Based on a meeting with clinic leadership, AmeriCares has launched an immediate response. "We are preparing a shipment of chronic care medicines, as well as other critical supplies to meet expressed needs,” explained Ella Gudwin, VP of Emergency Response at AmeriCares. “We are also working with the local United Way to help displaced families in the Smithville area with a shipment of hygiene items and clean-up supplies. Going forward, we will work with the clinic to assist in the rebuilding process."
Next, AmeriCares is moving across the border into Alabama to meet with clinics and shelters who have requested help. Partnering with Feeding America and Nestle Water North America, AmeriCares is readying four truckloads of hygiene items and another 256,000 bottles of water, and is actively building a list of crucial medical aid and supplies.
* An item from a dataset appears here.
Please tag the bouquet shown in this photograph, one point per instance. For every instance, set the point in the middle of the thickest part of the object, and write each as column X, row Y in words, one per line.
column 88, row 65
Alabama is by far the worst-hit state, with 254 deaths, including 45 in the city of Tuscaloosa alone where a mile-wide tornado devastated the city, wiping out entire neighborhoods. More than 450 remain missing and thousands are homeless. AmeriCares is working to supply health care providers with the medicines they need to restock for patients who have lost their homes in Tuscaloosa, Cullman, and Birmingham -- areas which endured massive destruction.
AmeriCares responds immediately to disasters: tornadoes in the South, hurricanes in the Gulf, floods in the Pacific Northwest, wildfires in the West. Wherever disaster strikes in the U.S. and around the world, we are ready to help save lives and restore health and hope.